Personally, I believe the X-Terra 50 is the best of the series for most people. I think the extra features of the 50 compared to the 30 are well worth having, especially the ground balance.
The 70 offers a lot to a person like myself, who is a serious prospector and jewelry hunter. But the 50 comes very close to the 70 even for those uses. The biggest difference is the true threshold based all-metal prospecting mode on the X-Terra 70, which from my brief testing is much more sensitive to tiny items than the motion mode "accept all" all-metal mode on the X-Terra 50.
In a nutshell, I would say that if a person does not have any use for a threshold based all-metal mode, then stick with the X-Terra 50 as far as performance goes. Some may like the X-Terra 70 for some special feature, like the multi-tone audio, but that in itself will not get you any targets with a 70 that a 50 would miss.
I also found the 50 to be much more the kind of machine I can just pick up and use without reading the owners manual. Not so the X-Terra 70. I have been through the owners manual twice so far.

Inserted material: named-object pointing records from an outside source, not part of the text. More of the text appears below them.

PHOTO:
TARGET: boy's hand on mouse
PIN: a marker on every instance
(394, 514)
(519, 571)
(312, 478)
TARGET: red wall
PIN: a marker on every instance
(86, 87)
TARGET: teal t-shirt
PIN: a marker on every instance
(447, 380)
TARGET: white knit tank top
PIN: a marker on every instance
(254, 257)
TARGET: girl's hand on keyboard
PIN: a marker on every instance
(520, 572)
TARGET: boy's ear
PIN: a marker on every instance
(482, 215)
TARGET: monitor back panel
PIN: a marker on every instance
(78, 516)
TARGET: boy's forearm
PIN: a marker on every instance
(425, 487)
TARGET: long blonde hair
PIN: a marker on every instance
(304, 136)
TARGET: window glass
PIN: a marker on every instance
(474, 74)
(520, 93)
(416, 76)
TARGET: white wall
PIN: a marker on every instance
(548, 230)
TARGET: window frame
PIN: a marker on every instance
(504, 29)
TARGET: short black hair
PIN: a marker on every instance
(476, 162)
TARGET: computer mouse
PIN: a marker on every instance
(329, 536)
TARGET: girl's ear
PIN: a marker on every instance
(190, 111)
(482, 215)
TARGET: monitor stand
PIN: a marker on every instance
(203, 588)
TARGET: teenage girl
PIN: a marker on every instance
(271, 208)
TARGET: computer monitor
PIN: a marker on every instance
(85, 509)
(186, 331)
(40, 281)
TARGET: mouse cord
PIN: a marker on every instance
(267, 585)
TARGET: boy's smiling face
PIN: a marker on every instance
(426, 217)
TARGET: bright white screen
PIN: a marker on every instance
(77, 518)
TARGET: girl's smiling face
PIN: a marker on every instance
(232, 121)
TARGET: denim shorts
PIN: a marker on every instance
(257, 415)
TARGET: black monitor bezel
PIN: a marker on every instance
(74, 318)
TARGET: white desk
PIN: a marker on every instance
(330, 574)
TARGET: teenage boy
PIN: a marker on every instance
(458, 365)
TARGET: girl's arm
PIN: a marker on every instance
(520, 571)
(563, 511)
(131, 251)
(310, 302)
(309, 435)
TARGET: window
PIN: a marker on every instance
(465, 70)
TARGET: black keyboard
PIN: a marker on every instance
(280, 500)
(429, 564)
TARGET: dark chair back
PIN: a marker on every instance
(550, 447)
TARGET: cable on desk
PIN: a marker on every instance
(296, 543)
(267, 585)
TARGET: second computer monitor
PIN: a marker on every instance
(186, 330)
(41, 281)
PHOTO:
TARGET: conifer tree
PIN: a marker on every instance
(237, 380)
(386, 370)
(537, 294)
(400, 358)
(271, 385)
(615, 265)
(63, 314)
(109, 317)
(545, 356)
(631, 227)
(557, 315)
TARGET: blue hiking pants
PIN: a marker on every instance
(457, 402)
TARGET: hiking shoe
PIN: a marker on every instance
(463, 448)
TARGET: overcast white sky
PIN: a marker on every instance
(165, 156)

Finally, I do think the target segmenting on the X-Terra 50 is sufficient, and a case can be made that it may be better than that on the X-Terra 70. I have not figured out exactly what benefit those extra segments will offer me yet, and the display is more likely to jump around with the extra VDI sensitivity. Obviously you can tweak the X-Terra 70 a bit more with the extra segments, but the question is if there really is any practical need for this under normal circumstances. My gut feeling at this point is that the X-Terra 30 has too few segments for my taste, and the X-Terra 70 may have too many. The 50 feels just right in this regard. But maybe I'll feel differently after getting some real hours in with the 70.